By Addis Getachew
ADDIS ABABA, Ethiopia (AA) - With fresh South Sudan peace talks faltering in the Ethiopian capital Addis Ababa, opposition groups released a statement on Monday, condemning what they described as “attacks on opposition parties” by government forces.
Opposition groups and government delegations have been meeting since Jan. 5 owing to the efforts of an eight-nation East Africa security bloc, IGAD, to revive an Aug. 2015 peace deal.
“Government continues its attacks on opposition positions throughout the country, the latest of which is Nyatot in the Nasir area today,” the statement claimed.
Earlier, the opposition groups signed a Declaration of Principle, proposed by IGAD, which the government delegation refused to sign. This remains a sticking point that caused the talks to falter, according to sources who had access to the agenda of the meeting.
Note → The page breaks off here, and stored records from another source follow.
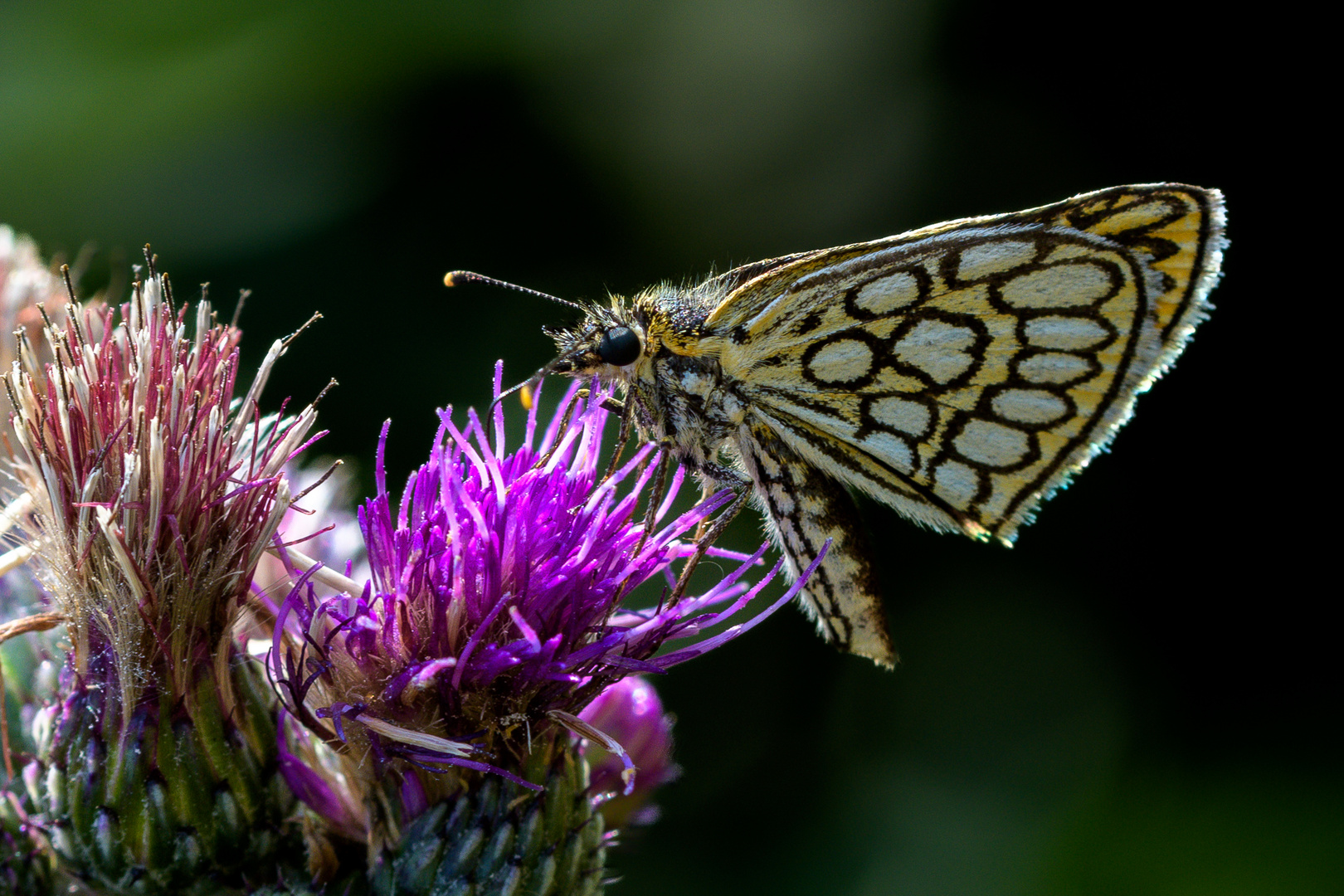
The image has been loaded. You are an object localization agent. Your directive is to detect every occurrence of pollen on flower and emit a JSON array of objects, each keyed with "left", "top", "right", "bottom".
[{"left": 270, "top": 367, "right": 805, "bottom": 806}]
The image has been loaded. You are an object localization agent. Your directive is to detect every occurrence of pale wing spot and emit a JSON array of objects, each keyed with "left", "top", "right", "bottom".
[
  {"left": 991, "top": 390, "right": 1069, "bottom": 423},
  {"left": 1023, "top": 314, "right": 1110, "bottom": 352},
  {"left": 770, "top": 482, "right": 796, "bottom": 516},
  {"left": 933, "top": 460, "right": 980, "bottom": 510},
  {"left": 1017, "top": 352, "right": 1093, "bottom": 386},
  {"left": 869, "top": 395, "right": 933, "bottom": 438},
  {"left": 808, "top": 338, "right": 872, "bottom": 382},
  {"left": 863, "top": 432, "right": 915, "bottom": 473},
  {"left": 854, "top": 271, "right": 919, "bottom": 314},
  {"left": 895, "top": 321, "right": 976, "bottom": 382},
  {"left": 952, "top": 421, "right": 1031, "bottom": 466},
  {"left": 1000, "top": 262, "right": 1113, "bottom": 308},
  {"left": 957, "top": 239, "right": 1036, "bottom": 280}
]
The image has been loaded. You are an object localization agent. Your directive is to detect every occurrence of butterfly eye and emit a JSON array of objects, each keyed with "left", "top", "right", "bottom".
[{"left": 597, "top": 326, "right": 640, "bottom": 367}]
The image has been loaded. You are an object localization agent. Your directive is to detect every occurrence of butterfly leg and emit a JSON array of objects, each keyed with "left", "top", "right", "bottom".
[
  {"left": 668, "top": 464, "right": 752, "bottom": 603},
  {"left": 738, "top": 423, "right": 897, "bottom": 666}
]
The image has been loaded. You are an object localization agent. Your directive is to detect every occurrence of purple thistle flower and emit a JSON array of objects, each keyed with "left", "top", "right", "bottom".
[
  {"left": 271, "top": 367, "right": 805, "bottom": 806},
  {"left": 579, "top": 675, "right": 681, "bottom": 827}
]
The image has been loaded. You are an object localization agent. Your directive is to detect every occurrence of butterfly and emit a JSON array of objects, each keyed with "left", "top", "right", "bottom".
[{"left": 446, "top": 184, "right": 1227, "bottom": 666}]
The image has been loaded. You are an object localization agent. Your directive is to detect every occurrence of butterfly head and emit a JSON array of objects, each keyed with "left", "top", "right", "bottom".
[{"left": 539, "top": 306, "right": 645, "bottom": 382}]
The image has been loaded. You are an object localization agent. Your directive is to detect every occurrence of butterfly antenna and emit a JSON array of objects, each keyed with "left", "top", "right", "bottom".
[
  {"left": 489, "top": 371, "right": 542, "bottom": 412},
  {"left": 444, "top": 270, "right": 587, "bottom": 312}
]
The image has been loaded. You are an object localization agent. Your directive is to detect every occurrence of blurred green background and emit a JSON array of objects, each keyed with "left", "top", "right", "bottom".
[{"left": 0, "top": 0, "right": 1327, "bottom": 896}]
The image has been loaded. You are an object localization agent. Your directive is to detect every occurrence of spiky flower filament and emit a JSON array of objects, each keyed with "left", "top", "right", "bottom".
[{"left": 5, "top": 262, "right": 316, "bottom": 722}]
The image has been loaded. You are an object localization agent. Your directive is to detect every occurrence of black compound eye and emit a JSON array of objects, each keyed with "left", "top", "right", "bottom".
[{"left": 597, "top": 326, "right": 641, "bottom": 367}]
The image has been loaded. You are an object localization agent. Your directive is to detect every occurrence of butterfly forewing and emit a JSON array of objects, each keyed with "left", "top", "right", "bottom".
[
  {"left": 704, "top": 184, "right": 1222, "bottom": 543},
  {"left": 529, "top": 184, "right": 1225, "bottom": 664}
]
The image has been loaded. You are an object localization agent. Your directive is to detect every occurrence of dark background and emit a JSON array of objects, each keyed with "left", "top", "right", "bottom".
[{"left": 0, "top": 0, "right": 1344, "bottom": 896}]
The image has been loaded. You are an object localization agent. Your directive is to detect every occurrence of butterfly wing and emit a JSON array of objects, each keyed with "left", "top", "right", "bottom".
[{"left": 703, "top": 184, "right": 1225, "bottom": 543}]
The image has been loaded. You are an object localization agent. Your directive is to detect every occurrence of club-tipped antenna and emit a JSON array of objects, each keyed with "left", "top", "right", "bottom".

On Monday, the opposition walked out of a meeting, claiming that the talks took ‘power-sharing’ as the topic of discussion, while according to a previous agreement, the issue of security arrangement was to be discussed.
South Sudan has been mired in conflict between the government of South Sudanese President Salva Kiir and rebels led by ex-Vice President Riek Machar since Dec. 2013.
A shaky peace deal signed in August 2015 between the rival leaders under UN threats of sanctions, arms embargoes, and asset freezes led to the formation of a coalition government in April 2016, but this was shattered by renewed fighting which erupted in July in 2016.
The conflict has killed tens of thousands and displaced almost four million people from their homes, including over a million refugees who have fled to the neighboring countries.